Memory as context assembly

An agent’s “memory” isn’t a transcript you replay. It’s a budgeted assembly problem: on every turn, the agent must decide what to put in the model’s limited context window — from possibly thousands of messages, documents, and findings.

kaos-agents handles this with SessionMemory: a set of typed sections, each with a budget, a priority, and an eviction policy.

Memory is divided into sections (messages, actions, documents, findings, role, playbooks, a knowledge graph, and more). Each section declares:

  • a token budget — how much of the context window it may use,
  • a priority — what gets trimmed first when the total budget is tight,
  • an eviction policy — FIFO, LRU, LFU, priority, refuse, or none.

assemble_context() packs the highest-value content within budget each turn. The DOCUMENTS section is intentionally unbounded so it can hold a full corpus; the retrieval layer (below) decides which documents actually make it into context.

flowchart LR
    subgraph S["Typed sections (each budgeted)"]
        direction TB
        m["messages"]
        a["actions"]
        d["documents<br/><small>unbounded → retrieval</small>"]
        f["findings"]
        g["graph"]
    end
    S --> asm["assemble_context()<br/><small>pack highest-value within budget</small>"]
    asm --> ctx["🪟 Model context window<br/><small>(limited)</small>"]
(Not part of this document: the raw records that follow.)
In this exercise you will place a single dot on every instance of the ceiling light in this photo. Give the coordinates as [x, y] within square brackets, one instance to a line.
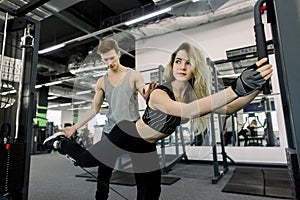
[53, 83]
[83, 92]
[65, 104]
[52, 48]
[38, 86]
[52, 97]
[148, 16]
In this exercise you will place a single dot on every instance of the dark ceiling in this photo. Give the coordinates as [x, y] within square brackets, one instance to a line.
[80, 19]
[65, 20]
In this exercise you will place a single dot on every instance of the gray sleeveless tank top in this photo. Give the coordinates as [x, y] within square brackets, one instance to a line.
[122, 100]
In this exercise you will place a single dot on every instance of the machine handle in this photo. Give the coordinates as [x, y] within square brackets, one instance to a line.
[260, 38]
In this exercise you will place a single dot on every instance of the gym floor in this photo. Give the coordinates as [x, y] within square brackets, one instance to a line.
[52, 177]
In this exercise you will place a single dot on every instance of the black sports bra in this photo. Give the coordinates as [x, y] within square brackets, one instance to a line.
[159, 120]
    classDef win fill:#f0fdf4,stroke:#22c55e,color:#14532d;
    class ctx win;

Below a threshold, a section just returns everything (FIFO). Once a section grows past retrieval_threshold items (default 20), the agent switches to BM25 retrieval — selecting the most relevant items for the current query instead of the oldest. This is why the why-plain-BM25 decision matters: it’s the default that assembles context for every large-corpus turn.

Memory hydrates from a virtual filesystem at the start of each turn and persists at the end — which is what makes a stateless agent feel continuous. Streaming sections append to JSONL; snapshot sections checkpoint as JSON.

The catch you must know: the default VFS is disk-backed, so session state survives across runs. In a test, an agent can answer turn 2 from turn 1’s stored memory without re-doing the work — a silent false-green. That’s why every offline agent example uses KaosRuntime.test_mode() (an in-memory, isolated VFS), as called out in your first agent.

Treating context as an explicit, budgeted, evictable assembly — rather than an ever-growing prompt — is what lets a KAOS agent work over a 1000-document deal room without blowing the context window or the budget.